Your task here is first to survive, and then find a way out. To achieve these goals, you will need to interact with the people around you, each of whom has needs and desires that give rise to a series of daily activities. Take your local baker. They will need wood for their ovens, which they can trade or get directly by going into the forests with an axe. Once they can fire up the oven, they can open their bakery and deliver some loaves of bread to people, improving the quality of life for everyone else. If they can't find wood – perhaps because you've already gone out and cut down the nearest trees yourself – they'll try to meet their needs in other ways. For example, they might go mushroom picking. If they are somehow injured and killed in the process, perhaps because a storm comes and they are stranded far from shelter, the local community will organize a funeral and look for a new baker. Perhaps eventually you will handle this task yourself. Each iteration of City 20 has a limited number of citizens and once they are gone, they are gone, leaving a hole in the world that can either be filled or compensated for or Can be left to rot.

The relationships between characters also determine how they behave. A merchant who doesn't really know you can't show you his full inventory, or tell you everything useful about the local area. Naturally, you can improve someone's opinion of you by doing him a favor – which can make even an enemy lose respect for you. Start a fight, and bystanders can also join the fight or instigate it, depending on how they feel about the instigators and how brave or stupid they are. Ruling factions have different ideas about crime and punishment, some issue fines for misdeeds while others expect you to repay your debt to society, and still others beat you up on the spot.
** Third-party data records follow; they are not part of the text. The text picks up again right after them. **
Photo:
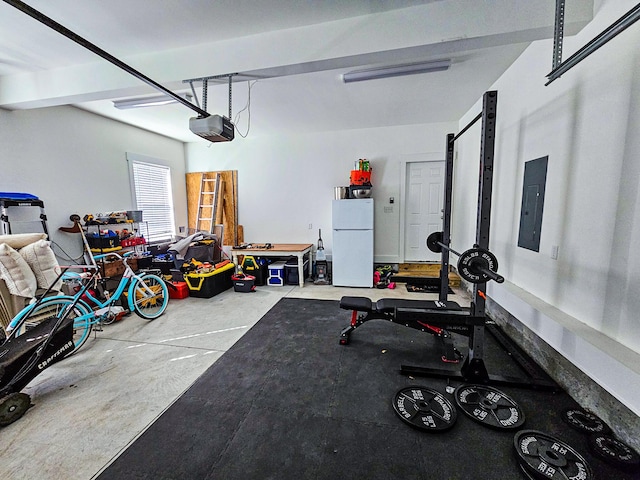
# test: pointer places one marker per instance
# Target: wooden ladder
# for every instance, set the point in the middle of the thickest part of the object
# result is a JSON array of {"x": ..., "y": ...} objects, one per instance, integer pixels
[{"x": 211, "y": 196}]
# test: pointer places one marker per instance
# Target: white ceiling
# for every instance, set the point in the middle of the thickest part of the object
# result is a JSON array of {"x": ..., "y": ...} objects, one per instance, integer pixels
[{"x": 297, "y": 49}]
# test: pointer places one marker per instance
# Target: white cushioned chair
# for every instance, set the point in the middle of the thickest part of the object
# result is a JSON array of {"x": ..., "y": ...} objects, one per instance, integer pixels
[{"x": 28, "y": 267}]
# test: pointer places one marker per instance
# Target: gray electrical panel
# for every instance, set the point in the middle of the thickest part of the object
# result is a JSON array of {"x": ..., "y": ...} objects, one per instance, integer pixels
[{"x": 535, "y": 177}]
Looking down from above, a field turned orange at sunset, with a tall silo on the right

The interior of a building at night, lit by a player's torch, in a top-down view

A burnt-out post-apocalyptic city square, seen from above, with a statue and rusted vehicles in the middle

Top-down view of the interior of a building with furniture, including a sofa and several doors

Image Credit: untold games

While it can be difficult to trace each procedural ricochet, many choices have consequences that scale across your environment. If a generator breaks down, depriving the neighborhood of light after sunset, the faction in charge will seek the resources to fix it, and will deploy patrols to protect the generators in the future. If you or someone else burglarizes a house, the owner will barricade the windows. Put poison in a well, and you might come back to find half the locals dead and the well under lock and key.

All of these effects seem to apply whether your character is actually present at the time or is sleeping in a hut somewhere. A civil war can break out in a city over some small issue, putting everyone else in danger. Perhaps most interestingly, the Untold games seek to simulate how knowledge travels, with townspeople sharing secrets and gossip based on who they trust. And that's just human geography: In forests, there is an overlapping ecosystem of plants that grow from seeds spread by other plants, and populations of animals with specialized dietary requirements and associated migration patterns.

City 20 will launch into Early Access this year with two of the four planned factions. The first major update will introduce a proper seasonal cycle with corresponding temperature changes for plant growth. As a project, it's certainly a lot, and I suspect some of the more detailed ideas here will get lost during development. But I appreciate the ambition in the show, especially from a team without much of a reputation for original projects, and I'm hopeful that all these moving parts will lead to stories that feel like much more than just another set of dominoes. Do what's been waiting to fall.